Warning: I’m a bit grumpy today.
I’m back tilting at one of my favourite windmills today: requests for manuscript reviews with unreasonably short deadlines. I’ve explained elsewhere that one should expect the process of peer review to take a while. Journals would love to compress the process by reducing the time the manuscript spends on the reviewer’s desk – and so they ask for reviews to be returned in 2 weeks, or in 10 days, or less. As a reviewer, I don’t play this game any more: I simply refuse all requests with deadlines shorter than 3 weeks.
I’ve asked a few editors and journal offices why they give such short deadlines, and they give two kinds of answers: one outcome-based, and one process-based. The outcome-based answer is simply that short deadlines contribute to speedy peer review. (We’ve gotten ludicrously out of control in our expectations for the speed of peer review, but that’s not my point today.) The process-based answer is more interesting. Journal offices point out that most of the reviews they receive are submitted right around the deadline date – just before, or if we’re honest with ourselves, just after. So, if I’m given a 21-day deadline, the journal office knows that I’ll most likely submit my review on the 20th day, or the 21st, or maybe the 22nd. Some journal offices then make an error of reasoning: they argue that if I submit a 21-day-deadline review on day 20, then I didn’t need all 21 days. Had they given me a 10-day deadline, the argument goes, I’d simply have written and submitted my review on day 9. And one part of this argument is right: it doesn’t take me 20 days to write a review, and if I did it on day 9 I wouldn’t be working harder or faster, only earlier. No harm in that, right?
I hope the logical flaw in this argument is obvious*. Yes, I could have done my review on the 9th day instead of the 20th, and it would have taken me exactly the same amount of time. But to make that possible, some other task would have to be postponed from the 9th day to the 20th. An earlier deadline doesn’t ask me to do any more work; but it asks me to do it sooner, and that means reprioritizing not just the review in question, but all the other tasks that keep it company on my to-do list. There are always plenty of those. I may submit my review on day 20 not because it takes me 19 days to write it, but because it takes 19 days for it to work its way up to becoming the highest-priority item on my list.

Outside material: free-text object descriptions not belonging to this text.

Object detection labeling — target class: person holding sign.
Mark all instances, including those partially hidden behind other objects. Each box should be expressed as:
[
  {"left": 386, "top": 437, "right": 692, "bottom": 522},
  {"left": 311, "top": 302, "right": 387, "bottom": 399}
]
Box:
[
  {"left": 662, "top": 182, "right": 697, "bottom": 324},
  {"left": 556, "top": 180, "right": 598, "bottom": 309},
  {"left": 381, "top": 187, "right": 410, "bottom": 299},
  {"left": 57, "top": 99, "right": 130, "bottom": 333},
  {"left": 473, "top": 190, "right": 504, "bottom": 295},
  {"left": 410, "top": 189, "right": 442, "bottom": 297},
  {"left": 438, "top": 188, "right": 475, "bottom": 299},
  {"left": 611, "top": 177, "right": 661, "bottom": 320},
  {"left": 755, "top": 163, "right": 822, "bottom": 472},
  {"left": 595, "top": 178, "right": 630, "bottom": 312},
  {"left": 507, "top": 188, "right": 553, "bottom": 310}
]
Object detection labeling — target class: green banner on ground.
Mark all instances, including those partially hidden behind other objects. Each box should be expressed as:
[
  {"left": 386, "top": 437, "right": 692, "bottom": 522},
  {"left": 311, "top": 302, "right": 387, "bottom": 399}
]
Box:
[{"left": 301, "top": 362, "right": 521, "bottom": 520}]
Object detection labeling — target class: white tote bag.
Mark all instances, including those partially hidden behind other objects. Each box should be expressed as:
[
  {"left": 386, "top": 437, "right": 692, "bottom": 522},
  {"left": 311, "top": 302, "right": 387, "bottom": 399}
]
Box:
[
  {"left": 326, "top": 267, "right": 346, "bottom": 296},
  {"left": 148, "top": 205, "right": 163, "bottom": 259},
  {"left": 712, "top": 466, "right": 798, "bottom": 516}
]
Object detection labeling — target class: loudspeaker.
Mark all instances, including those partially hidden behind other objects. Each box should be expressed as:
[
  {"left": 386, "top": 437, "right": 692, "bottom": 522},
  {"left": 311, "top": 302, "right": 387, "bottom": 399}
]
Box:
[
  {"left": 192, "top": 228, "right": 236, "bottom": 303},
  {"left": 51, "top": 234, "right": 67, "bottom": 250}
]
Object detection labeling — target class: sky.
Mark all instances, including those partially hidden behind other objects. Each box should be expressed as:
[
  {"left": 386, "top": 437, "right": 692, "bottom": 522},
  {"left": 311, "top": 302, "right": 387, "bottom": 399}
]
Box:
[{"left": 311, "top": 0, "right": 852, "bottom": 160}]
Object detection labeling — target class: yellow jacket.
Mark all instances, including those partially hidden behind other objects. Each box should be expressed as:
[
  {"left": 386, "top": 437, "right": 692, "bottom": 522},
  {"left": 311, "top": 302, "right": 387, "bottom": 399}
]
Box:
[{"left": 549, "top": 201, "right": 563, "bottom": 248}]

To put it a bit pithily: if you’re an editor, and you ask me for a review on a short deadline, you aren’t flattering me with your belief that I’m smart enough to read and review a paper quickly. Instead, you’re insulting my students and my colleagues and my family with the claim that what they’re already waiting for me to do is less important than what you’re asking me to do. Is that the message you really want to send, when you’re asking me to do some work for which you don’t propose to pay me**?
So, yes, you’re right: give me a three-week deadline, and I’ll probably wait and do the work three weeks from now. That’s how prioritization works. Take your spot in the queue.
© Stephen Heard November 1, 2018
*^But it apparently isn’t, or I wouldn’t have been spurred to write this post.
**^Note the phrasing, which is carefully precise. Work for which an editor doesn’t propose to pay me is not at all the same thing as work for which I’m not being paid – but arguments about that are controversial, and, apparently, largely unwelcome.